TL;DR
- In html use relative paths starting with
assets/...
. In component based CSS use relative paths going one level up: ../assets/...
- Never, and I mean never use asset paths starting with a slash like
/assets
this will break your code in some cases
- Follow the advice below for configuring
karma.conf.js
because karma does not serve assets and currently karma 5.1.1 with webpack 4.44.2 or some plugin of it crashes with OPs error above
Post Mortem (3)
I deleted my first post mortem twice now, because it was broken and lead me to a post mortem (3) :D
Two things are important: You need to tweak the karma.conf.js
as explained in the this SO thread.
Add
proxies: {
'/assets/': '/base/src/assets/'
'/Every-single-image-from-css.png': '/base/src/assets/what-ever-the-path-is/Every-single-image-from-css.png'
},
files: [
{ pattern: './src/assets/**', watched: false, included: false, nocache: false, served: true }
],
in the config.set({
part, and yes, keep /base/src/assets
even if base
is nowhere to be found.
The second part is the file pattern you need to currently make things work with relative paths. The third part is actually the second entry in the proxies
array: List every single resource accessed from css individually :/
Important
ng
preprocesses paths somehow strange, the code above will result in your assets referenced from CSS will be duplicated and lying around in root once ng build
completes. Very ugly but I don't know a solution to this except using images only from html, which gets processed correctly.
The thing I noticed ng serve
flattens all urls. So even a css file looking like this
.my-img{
background: url('../assets/deeply/nested/logo.png');
}
will be served as /logo.png
from the built-in webserver. I checked this while looking at the website produced by ng serve
and inspecting network calls.
What ever this behaviour is, ng test
will die because of this unless you do specify every single image in the proxies part.
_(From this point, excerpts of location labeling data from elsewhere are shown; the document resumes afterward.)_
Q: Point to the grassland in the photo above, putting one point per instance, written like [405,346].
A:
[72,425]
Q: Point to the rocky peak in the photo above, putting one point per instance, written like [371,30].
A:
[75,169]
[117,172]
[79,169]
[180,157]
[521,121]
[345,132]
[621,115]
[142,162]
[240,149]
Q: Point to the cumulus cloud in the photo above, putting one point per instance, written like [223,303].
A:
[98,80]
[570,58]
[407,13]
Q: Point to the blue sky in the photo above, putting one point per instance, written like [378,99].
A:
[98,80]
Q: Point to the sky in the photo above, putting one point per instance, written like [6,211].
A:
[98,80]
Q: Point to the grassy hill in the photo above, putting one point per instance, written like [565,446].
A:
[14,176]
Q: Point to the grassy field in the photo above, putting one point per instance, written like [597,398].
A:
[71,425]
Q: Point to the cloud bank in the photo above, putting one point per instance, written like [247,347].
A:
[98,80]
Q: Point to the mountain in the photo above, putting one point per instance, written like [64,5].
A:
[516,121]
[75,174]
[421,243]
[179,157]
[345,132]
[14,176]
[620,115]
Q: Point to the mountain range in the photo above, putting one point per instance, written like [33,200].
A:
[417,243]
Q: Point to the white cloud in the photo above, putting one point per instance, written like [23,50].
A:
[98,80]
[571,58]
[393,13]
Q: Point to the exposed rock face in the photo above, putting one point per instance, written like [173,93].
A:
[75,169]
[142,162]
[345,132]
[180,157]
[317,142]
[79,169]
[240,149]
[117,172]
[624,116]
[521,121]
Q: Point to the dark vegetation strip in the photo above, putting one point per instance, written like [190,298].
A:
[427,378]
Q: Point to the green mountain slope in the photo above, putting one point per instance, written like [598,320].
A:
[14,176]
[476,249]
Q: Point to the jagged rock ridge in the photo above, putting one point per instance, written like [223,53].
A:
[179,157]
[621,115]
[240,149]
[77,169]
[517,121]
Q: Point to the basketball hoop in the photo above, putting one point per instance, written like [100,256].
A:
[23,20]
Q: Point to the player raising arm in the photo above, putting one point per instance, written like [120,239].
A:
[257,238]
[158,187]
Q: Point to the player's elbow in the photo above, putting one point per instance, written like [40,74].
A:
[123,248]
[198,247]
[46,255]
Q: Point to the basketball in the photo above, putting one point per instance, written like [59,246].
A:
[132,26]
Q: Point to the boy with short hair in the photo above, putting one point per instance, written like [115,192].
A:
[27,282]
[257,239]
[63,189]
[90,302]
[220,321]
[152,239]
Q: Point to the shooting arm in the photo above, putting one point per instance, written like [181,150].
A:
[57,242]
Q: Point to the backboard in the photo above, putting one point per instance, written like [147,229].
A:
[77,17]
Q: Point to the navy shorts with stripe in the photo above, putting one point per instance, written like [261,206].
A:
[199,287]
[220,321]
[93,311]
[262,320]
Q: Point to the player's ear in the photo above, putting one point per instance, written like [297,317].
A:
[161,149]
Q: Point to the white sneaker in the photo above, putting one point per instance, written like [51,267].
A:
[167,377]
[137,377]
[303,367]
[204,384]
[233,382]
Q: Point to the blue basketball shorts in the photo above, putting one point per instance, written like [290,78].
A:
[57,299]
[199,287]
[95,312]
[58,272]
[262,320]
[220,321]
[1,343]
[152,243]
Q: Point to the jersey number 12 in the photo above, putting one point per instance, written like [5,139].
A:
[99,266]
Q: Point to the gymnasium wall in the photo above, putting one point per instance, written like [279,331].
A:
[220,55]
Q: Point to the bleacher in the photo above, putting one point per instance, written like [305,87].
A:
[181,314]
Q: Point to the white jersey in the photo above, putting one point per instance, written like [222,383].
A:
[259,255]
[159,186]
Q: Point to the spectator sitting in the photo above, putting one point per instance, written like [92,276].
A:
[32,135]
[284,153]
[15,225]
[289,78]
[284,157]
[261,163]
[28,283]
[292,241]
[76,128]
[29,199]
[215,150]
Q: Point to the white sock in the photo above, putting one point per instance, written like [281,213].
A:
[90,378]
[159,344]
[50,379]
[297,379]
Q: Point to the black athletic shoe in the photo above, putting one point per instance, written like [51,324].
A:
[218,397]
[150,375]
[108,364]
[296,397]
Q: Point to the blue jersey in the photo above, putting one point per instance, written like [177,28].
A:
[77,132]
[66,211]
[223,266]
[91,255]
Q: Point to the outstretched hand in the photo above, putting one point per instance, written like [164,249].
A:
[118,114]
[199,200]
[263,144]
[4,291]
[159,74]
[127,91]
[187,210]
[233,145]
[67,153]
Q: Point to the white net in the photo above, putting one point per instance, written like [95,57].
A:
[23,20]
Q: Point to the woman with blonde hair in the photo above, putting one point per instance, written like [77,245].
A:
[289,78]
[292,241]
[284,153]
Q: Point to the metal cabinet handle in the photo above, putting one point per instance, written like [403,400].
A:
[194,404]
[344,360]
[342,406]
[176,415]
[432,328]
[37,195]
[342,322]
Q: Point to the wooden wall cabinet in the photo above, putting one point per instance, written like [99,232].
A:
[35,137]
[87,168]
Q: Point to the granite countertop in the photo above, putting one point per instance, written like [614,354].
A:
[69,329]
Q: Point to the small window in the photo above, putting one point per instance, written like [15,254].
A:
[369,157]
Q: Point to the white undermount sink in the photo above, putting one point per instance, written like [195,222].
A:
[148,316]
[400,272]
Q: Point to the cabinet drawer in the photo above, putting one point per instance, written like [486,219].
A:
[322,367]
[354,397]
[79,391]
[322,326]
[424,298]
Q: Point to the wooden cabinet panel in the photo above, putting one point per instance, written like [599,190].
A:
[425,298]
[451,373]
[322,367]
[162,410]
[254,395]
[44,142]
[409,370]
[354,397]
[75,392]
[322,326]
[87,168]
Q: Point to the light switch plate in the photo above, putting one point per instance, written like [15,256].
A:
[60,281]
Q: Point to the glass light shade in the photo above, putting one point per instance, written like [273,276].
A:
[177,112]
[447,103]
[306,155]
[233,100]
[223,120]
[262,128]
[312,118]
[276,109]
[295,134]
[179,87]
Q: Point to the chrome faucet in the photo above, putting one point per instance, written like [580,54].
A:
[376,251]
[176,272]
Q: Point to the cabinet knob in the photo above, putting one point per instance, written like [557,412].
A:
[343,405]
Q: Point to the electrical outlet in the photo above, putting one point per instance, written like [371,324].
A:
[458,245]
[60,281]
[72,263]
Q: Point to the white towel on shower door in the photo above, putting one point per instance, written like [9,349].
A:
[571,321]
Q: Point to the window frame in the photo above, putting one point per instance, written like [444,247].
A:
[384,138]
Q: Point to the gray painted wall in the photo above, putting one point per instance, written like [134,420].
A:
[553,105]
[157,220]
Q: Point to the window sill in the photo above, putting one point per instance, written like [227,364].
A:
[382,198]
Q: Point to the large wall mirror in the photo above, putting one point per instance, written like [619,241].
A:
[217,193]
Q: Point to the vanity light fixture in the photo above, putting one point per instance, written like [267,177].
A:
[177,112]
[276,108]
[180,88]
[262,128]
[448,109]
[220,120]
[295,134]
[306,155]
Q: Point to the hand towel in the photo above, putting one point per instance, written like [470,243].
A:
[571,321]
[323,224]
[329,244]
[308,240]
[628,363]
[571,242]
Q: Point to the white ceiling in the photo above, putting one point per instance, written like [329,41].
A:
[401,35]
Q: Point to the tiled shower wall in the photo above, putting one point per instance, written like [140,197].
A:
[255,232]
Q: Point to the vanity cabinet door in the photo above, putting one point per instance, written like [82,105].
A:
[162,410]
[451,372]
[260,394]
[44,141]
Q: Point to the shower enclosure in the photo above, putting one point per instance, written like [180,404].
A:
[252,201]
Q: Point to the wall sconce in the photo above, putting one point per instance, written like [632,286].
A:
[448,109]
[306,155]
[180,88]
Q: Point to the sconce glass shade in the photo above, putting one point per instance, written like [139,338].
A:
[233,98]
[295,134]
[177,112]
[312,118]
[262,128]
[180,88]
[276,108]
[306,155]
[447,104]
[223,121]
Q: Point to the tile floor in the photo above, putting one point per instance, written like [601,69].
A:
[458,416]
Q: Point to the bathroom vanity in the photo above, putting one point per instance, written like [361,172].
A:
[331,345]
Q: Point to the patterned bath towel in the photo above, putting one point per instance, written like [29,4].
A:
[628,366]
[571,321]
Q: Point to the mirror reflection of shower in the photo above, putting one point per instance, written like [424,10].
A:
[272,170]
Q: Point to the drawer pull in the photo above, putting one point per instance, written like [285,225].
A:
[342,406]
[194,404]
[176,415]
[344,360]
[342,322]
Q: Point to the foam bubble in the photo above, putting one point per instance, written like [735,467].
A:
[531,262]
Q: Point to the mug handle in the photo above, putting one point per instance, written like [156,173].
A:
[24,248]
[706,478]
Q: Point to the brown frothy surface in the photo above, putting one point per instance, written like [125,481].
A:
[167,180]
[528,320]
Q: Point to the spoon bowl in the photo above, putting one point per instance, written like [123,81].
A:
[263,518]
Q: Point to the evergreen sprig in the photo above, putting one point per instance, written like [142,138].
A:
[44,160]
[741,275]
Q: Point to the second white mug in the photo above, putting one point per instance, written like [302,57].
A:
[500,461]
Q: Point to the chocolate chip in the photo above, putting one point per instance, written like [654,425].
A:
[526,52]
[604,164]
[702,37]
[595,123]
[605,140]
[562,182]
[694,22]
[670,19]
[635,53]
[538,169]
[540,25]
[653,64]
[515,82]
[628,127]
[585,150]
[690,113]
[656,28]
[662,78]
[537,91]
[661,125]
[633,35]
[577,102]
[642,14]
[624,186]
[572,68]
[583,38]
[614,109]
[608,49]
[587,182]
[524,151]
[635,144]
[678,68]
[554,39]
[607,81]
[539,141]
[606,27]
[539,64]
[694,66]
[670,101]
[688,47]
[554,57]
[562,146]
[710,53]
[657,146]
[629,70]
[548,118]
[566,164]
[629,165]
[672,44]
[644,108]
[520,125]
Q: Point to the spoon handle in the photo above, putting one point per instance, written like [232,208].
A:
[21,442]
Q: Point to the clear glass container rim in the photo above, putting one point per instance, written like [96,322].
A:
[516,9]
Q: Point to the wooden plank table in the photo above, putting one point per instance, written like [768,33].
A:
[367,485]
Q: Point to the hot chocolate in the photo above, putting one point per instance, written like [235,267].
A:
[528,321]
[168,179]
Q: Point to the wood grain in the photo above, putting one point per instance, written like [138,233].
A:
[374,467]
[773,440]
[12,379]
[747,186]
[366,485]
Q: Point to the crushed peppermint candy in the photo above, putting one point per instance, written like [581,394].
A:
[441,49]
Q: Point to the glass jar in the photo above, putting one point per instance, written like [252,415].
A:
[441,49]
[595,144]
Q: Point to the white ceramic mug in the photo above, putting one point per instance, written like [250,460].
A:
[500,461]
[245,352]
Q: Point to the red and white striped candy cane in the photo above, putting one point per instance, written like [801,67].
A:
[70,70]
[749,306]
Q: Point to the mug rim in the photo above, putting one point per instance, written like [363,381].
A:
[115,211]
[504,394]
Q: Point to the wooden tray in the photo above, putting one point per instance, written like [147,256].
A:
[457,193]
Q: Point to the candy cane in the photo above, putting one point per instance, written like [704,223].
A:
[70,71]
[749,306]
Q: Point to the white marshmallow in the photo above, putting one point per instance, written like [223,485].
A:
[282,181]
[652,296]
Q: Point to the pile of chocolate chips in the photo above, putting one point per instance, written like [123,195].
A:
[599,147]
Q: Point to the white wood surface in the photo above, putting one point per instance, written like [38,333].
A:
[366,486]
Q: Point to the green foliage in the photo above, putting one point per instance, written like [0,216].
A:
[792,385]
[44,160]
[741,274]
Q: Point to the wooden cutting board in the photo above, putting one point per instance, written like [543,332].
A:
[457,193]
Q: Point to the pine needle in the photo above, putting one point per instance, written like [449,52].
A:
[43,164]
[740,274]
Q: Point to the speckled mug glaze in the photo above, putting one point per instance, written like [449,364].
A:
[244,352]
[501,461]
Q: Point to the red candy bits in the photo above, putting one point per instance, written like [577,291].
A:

Using the first proxies entry, e.g. /assets/
is fun but works only when you would use absolute paths from assets, which you should not but is also used, when you reference images from within html, so keep it!
As the ng compilation flattens the urls, this proxy wont work for css references since even in ng test
the images from css will be requested from root as /logo.png
(stripped of their path). Unfortunately proxies
does not support wildcards, otherwise one could write things like /*.png` to something. But currently listing all entries separately seems to be the solution.
Why using absolute paths in assets is a stupid idea
My first result was to actually recommend to use path like
/assets/foo.png
. Doing this, only the mentioned proxies
entry is necessary (but it had to look a bit different).
Now I thought i was ok, because ng serve
worked, ng test
worked and even ng build
worked.
But things went south when I wanted to deploy my angular app into a subdirectory. If you do this, I was unable to find any way, meddling around with ng build --base-href '..'
and mixing also some --deploy-url
into it to make things work.
When you use absolute paths to your assets, never expect to make things work in a subdirectory.
So you might be lucky using my "broken" approach in some instances but I kid you not, you are very likely to save some time following the excellent advise from @programmerinprogress which I repeated above.